Disciplinary Philosophies 102

Oh, very well. Sigh. If you're going to insist that I teach a subject called The Disciplines: Philosophies of Knowledge, then I suppose I should give it a shot. BANG! Now clean up the blood on the floor, there's a good administrator.

Really though, when I last posted on this topic, I received a lot of verbal feedback but no comments. It must really be a sticky topic, redolent of the pitcher plant and other such traps. So what I'm going to do is go back a bit to a workshop I once ran in the Second Age of Humanity, in which I forced a bunch of educators to consider the answers to some silly question involving sports apparatus and its distribution.

It turns out that people have no problems thinking about stuff that either has no particular labels automatically assigned to it, or has very specific labels automatically assigned to it. The first kind of stuff has no labels (either implicit or explicit), so people aren't forced to think too hard; the second kind has the labels already pasted on, so it's not a problem. It's like being in a supermarket. The cashier looks at your stuff. If it is supermarket stuff and it is labelled, PING, and you pay $xx.xx. If it is not supermarket stuff, then nothing happens. Simple. But if it is supermarket stuff with a faulty or damaged barcode (i.e. it is stuff with no proper label but it has a kind of label) then it takes a significantly longer time to process.

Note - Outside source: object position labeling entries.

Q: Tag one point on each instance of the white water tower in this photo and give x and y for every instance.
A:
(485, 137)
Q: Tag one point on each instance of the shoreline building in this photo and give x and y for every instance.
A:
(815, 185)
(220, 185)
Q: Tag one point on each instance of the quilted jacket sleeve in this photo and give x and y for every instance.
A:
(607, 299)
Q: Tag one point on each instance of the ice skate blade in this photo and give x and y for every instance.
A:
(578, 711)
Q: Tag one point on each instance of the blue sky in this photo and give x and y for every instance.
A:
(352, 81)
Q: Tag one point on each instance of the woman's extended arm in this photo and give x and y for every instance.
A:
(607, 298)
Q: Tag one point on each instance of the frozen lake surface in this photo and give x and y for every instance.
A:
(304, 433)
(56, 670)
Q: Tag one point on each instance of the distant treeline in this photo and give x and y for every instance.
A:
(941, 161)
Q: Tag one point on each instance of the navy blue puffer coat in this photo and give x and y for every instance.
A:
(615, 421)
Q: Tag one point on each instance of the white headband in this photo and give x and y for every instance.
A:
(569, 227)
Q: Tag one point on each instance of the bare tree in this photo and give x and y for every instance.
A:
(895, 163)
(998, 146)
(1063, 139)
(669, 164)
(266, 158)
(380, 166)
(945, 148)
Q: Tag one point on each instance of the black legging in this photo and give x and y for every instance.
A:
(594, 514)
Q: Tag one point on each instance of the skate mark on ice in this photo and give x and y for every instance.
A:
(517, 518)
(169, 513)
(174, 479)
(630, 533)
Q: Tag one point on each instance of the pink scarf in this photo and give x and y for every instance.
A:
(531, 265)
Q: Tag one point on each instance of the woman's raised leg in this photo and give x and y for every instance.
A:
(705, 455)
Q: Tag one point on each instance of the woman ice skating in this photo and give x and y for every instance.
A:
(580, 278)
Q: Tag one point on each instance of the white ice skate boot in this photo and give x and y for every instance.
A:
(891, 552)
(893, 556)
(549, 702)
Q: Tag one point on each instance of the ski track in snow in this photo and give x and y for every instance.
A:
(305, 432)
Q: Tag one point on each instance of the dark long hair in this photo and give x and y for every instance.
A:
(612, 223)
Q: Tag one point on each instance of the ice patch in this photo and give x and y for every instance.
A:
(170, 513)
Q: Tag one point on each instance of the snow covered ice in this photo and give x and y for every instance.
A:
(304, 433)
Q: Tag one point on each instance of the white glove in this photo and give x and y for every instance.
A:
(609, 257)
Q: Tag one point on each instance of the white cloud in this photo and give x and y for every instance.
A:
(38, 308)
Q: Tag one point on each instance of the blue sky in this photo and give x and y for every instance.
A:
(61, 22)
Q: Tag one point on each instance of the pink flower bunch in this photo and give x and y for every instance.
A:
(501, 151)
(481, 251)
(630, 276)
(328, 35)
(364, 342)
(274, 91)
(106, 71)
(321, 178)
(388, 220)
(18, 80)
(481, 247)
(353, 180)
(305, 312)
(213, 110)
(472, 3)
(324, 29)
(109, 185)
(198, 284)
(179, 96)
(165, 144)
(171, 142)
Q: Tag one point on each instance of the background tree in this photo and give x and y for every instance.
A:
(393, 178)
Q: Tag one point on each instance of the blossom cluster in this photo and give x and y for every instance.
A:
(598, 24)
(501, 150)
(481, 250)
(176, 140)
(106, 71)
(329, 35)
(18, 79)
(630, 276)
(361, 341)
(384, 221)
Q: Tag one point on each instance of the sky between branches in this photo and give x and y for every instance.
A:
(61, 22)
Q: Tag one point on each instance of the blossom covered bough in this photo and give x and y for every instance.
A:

One purpose of education is to teach a person how to make her own labels so that she can process things faster. In fact, if she can ascertain the value (intrinsic value, situational value, utility value, relative value, whatever) of something, life becomes a lot easier. And another purpose of education is to teach a person to use labelling so cleverly that other people agree with her.

So when we teach a language, it is important to know a few things. Where did the language come from? What were the main uses of this language? What is the history of this language? Does it automatically put a bias on certain things? How can you use it to express yourself honestly, biasedly, and manipulatively? How can others use it? How do others use it? What is the philosophical justification for saying something is well-said, well-written, or well-balanced in that language?

These are examples of the kind of question you should ask when learning about a new discipline – in this case, the study of a specific language within the larger group of linguistic disciplines. When I began to pick up languages, I learnt them in little pieces just like everyone else. But along the way, I also picked up lots of historical, social and cultural factoids linked to these pieces. And slowly, I learnt that there were philosophical questions and elements unique to the learning of language, or more suited to that kind of endeavour.

For example, one hardly thinks of science as a vehicle for conveying and maintaining cultural identity. One might make a case for history, but not economics. But the arts – language arts, performing arts, visual arts, etc – are prime candidates for this function. Hence, the learning of such things carries a specific kind of philosophical baggage.

To conclude this short post, if I had to teach a course called The Disciplines: Philosophies of Knowledge, I would approach it along these lines. What are the questions that pertain more to one discipline than another? How do we answer them? And what are the implications of the answers we might find? For this is what such a course has to be about.